Improve Query Speed


(Karussell) #1

Hi,

simple question, but I know it depends on everything.

Here are the index properties from jetwick.com:

  • 10 mio tweets in an index with 3 shards (I know I should use one
    index per day ... I'll do that later ;))
  • feeding only ~50-100 tweets per seconds (twitter search is the
    limit now), but after ~400 tweets I'm doing a hard refresh. That is
    necessary so that I can always search (for retweets, duplicates etc)
    before indexing.
  • ES is started via ** on a 64bit jvm. The OS still has ~7GB

I would like to create warm-up-queries like it is possible in Solr.
Can I implement this in ElasticSearch? Is there an internal event
which tells ElasticSearch that a new lucene searcher is or should be
used?

What other optimizations regarding jvm, cache or index settings could
I try?

Kind Regards,
Peter.

**
JAVA_OPTS="-Xmx7200m -Xms7200m"
JAVA_OPTS="$JAVA_OPTS -XX:+UseCompressedOops"

JAVA_OPTS="$JAVA_OPTS -XX:+UseParNewGC"
JAVA_OPTS="$JAVA_OPTS -XX:+UseConcMarkSweepGC"
JAVA_OPTS="$JAVA_OPTS -XX:+CMSParallelRemarkEnabled"
JAVA_OPTS="$JAVA_OPTS -XX:SurvivorRatio=8"
JAVA_OPTS="$JAVA_OPTS -XX:MaxTenuringThreshold=1"
JAVA_OPTS="$JAVA_OPTS -XX:CMSInitiatingOccupancyFraction=75"
JAVA_OPTS="$JAVA_OPTS -XX:+UseCMSInitiatingOccupancyOnly"
JAVA_OPTS="$JAVA_OPTS -XX:+HeapDumpOnOutOfMemoryError"


(K.B.) #2

Hi,

I've seen increase in performance using a index-refresh request when
many new things were entered, e.g.:

client.admin().indices().refresh(new RefreshRequest(workingIndex));

(is this the hard refresh you were mentioning?)

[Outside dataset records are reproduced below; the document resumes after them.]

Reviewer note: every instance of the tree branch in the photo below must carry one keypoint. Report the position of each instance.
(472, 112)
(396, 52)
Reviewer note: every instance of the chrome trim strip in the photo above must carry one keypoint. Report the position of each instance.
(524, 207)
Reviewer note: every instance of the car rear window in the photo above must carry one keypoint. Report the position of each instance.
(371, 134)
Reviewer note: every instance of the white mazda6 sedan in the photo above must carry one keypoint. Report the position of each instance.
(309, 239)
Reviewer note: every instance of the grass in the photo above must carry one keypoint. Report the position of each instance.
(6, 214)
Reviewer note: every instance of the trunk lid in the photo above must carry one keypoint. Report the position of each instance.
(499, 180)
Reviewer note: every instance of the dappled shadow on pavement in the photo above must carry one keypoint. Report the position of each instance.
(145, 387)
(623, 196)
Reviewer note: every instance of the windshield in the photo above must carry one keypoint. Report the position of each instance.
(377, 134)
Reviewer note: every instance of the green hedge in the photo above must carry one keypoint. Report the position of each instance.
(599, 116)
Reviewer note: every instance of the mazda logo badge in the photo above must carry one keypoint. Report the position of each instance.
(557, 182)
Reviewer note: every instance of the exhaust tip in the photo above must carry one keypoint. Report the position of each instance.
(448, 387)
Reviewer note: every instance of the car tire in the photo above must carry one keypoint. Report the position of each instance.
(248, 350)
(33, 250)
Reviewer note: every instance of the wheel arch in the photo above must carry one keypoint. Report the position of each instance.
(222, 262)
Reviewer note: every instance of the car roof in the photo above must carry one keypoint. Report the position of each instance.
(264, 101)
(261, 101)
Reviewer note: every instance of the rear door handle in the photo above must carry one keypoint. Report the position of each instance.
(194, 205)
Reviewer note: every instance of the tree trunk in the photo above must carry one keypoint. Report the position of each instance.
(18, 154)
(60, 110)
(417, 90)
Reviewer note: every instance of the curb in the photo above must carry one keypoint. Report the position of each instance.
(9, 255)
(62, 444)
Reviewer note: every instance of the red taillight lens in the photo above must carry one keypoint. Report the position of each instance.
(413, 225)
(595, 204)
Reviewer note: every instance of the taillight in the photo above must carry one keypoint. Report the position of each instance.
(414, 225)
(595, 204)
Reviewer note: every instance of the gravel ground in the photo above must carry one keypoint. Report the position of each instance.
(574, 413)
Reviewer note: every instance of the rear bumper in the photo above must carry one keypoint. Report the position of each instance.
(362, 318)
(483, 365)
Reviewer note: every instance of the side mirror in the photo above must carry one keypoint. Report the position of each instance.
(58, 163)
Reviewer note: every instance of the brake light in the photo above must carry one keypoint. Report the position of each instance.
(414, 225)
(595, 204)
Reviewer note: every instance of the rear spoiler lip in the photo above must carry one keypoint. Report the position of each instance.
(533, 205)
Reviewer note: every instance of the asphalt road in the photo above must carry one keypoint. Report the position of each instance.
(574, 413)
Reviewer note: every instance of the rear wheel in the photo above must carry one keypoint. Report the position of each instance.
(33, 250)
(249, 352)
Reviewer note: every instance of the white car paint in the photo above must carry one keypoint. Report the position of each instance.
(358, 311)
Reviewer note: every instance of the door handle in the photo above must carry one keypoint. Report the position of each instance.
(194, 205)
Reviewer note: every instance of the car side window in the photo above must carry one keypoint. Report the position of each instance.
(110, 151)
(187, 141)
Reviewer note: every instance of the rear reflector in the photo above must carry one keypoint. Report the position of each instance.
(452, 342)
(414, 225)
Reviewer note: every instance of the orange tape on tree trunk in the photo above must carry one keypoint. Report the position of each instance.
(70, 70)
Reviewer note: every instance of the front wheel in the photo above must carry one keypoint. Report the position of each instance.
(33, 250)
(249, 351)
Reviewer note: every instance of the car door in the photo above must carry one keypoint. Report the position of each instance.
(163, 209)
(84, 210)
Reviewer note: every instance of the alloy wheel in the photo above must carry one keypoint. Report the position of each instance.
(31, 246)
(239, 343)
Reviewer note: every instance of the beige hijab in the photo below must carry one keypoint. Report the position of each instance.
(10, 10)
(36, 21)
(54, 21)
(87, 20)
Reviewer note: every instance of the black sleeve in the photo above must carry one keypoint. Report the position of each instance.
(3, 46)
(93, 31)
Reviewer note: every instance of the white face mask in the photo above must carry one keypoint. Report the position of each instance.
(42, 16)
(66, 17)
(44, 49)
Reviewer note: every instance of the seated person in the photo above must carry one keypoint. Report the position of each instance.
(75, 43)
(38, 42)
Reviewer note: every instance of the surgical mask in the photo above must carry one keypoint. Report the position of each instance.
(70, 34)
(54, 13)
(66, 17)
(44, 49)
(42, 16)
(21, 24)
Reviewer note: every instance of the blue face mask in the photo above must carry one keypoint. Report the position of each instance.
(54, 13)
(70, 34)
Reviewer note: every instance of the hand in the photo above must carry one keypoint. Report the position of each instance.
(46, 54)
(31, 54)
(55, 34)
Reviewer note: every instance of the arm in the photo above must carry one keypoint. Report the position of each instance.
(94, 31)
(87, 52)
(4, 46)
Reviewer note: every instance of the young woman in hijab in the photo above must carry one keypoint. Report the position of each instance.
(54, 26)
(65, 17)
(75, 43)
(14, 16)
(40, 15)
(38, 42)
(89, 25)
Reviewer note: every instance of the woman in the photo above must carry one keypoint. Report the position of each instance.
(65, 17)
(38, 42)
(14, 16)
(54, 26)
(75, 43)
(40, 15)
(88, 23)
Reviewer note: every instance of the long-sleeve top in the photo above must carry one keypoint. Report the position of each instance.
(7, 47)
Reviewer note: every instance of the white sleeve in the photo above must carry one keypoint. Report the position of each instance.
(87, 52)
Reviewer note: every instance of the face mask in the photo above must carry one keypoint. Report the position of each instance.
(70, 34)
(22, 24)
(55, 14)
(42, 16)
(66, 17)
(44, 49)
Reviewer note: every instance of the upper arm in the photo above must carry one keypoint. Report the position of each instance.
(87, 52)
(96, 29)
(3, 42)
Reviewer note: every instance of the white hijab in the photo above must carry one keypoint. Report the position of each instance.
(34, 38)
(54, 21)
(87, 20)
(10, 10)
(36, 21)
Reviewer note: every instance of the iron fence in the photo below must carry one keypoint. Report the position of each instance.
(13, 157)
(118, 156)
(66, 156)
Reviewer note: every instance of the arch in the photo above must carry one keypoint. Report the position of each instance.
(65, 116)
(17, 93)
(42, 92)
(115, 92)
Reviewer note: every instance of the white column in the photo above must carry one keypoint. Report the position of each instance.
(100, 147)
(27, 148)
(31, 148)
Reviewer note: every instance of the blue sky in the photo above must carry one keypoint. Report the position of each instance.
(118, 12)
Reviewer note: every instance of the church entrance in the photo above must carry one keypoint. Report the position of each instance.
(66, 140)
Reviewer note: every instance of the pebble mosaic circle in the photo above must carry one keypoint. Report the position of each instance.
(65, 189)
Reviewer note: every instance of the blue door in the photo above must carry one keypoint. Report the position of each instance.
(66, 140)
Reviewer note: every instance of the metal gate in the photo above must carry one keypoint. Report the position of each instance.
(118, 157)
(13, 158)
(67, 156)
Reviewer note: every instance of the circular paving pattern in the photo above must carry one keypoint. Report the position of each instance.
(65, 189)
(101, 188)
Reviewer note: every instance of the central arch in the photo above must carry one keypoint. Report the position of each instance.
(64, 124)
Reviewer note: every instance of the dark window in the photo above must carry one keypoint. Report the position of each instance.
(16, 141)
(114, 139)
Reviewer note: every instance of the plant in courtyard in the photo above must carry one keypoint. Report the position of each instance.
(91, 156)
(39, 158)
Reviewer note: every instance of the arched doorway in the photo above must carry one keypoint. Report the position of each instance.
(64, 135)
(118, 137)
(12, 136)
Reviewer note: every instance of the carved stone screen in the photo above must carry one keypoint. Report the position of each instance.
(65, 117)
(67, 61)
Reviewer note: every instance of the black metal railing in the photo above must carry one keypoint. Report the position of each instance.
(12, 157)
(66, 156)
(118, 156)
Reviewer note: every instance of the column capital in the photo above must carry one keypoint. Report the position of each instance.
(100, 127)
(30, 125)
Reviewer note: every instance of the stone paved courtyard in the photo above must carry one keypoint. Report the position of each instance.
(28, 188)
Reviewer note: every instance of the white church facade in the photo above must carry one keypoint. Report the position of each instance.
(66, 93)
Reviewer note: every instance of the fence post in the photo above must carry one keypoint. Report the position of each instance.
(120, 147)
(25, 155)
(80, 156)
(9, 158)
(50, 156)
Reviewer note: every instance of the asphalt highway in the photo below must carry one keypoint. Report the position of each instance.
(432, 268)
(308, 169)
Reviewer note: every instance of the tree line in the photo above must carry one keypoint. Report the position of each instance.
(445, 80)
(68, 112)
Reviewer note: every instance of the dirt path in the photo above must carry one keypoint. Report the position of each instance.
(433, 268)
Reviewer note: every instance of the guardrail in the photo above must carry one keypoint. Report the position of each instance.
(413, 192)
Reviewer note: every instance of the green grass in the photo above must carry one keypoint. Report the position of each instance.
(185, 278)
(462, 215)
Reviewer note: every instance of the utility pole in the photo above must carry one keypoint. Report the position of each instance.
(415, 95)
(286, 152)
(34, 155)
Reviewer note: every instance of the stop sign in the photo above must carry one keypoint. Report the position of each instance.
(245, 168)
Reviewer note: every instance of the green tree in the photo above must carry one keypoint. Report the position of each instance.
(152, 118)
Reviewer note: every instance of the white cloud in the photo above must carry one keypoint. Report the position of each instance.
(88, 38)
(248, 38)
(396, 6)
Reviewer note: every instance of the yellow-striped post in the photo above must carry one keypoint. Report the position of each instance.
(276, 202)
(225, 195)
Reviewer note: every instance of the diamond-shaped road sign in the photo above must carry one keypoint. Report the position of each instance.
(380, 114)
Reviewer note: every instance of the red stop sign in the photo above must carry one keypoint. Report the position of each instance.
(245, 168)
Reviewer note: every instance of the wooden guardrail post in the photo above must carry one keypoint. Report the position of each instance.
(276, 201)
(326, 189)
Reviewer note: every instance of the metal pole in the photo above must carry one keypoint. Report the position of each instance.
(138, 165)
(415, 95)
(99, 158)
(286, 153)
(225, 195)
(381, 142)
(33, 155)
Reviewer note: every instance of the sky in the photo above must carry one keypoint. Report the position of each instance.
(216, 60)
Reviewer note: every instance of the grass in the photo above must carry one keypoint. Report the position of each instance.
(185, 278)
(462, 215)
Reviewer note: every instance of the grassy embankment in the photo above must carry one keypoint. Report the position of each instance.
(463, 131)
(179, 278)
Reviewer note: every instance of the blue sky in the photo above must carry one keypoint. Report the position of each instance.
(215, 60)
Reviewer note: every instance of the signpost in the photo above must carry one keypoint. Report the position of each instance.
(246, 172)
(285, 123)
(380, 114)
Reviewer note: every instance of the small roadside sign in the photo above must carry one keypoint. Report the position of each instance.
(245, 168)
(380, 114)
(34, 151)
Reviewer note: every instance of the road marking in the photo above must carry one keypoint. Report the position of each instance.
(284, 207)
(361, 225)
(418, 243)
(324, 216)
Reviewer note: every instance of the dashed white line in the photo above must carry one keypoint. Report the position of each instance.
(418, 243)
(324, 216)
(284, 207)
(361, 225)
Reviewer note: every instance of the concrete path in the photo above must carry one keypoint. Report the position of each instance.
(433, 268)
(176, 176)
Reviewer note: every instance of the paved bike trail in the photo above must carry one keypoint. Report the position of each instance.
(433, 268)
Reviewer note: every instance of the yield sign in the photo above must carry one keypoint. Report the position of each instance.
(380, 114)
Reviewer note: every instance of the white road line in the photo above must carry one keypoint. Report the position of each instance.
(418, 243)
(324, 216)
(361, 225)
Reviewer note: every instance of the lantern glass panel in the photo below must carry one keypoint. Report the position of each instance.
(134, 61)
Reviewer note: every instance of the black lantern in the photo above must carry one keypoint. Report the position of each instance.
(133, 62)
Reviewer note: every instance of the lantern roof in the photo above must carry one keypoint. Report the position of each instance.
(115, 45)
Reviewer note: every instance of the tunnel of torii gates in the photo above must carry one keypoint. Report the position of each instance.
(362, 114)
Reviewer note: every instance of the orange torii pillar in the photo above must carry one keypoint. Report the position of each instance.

I also noticed that ES caches queries, so in case you need certein
things very often you could just send the queries and then they should
be cached from that on;

On 1 Apr., 00:08, Karussell tableyourt...@googlemail.com wrote:

Hi,

simple question, but I know it depends on everything.

Here are the index properties from jetwick.com:

  • 10 mio tweets in an index with 3 shards (I know I should use one
    index per day ... I'll do that later ;))
  • feeding only ~50-100 tweets per seconds (twitter search is the
    limit now), but after ~400 tweets I'm doing a hard refresh. That is
    necessary so that I can always search (for retweets, duplicates etc)
    before indexing.
  • ES is started via ** on a 64bit jvm. The OS still has ~7GB

I would like to create warm-up-queries like it is possible in Solr.
Can I implement this in ElasticSearch? Is there an internal event
which tells ElasticSearch that a new lucene searcher is or should be
used?

What other optimizations regarding jvm, cache or index settings could
I try?

Kind Regards,
Peter.

**
JAVA_OPTS="-Xmx7200m -Xms7200m"
JAVA_OPTS="$JAVA_OPTS -XX:+UseCompressedOops"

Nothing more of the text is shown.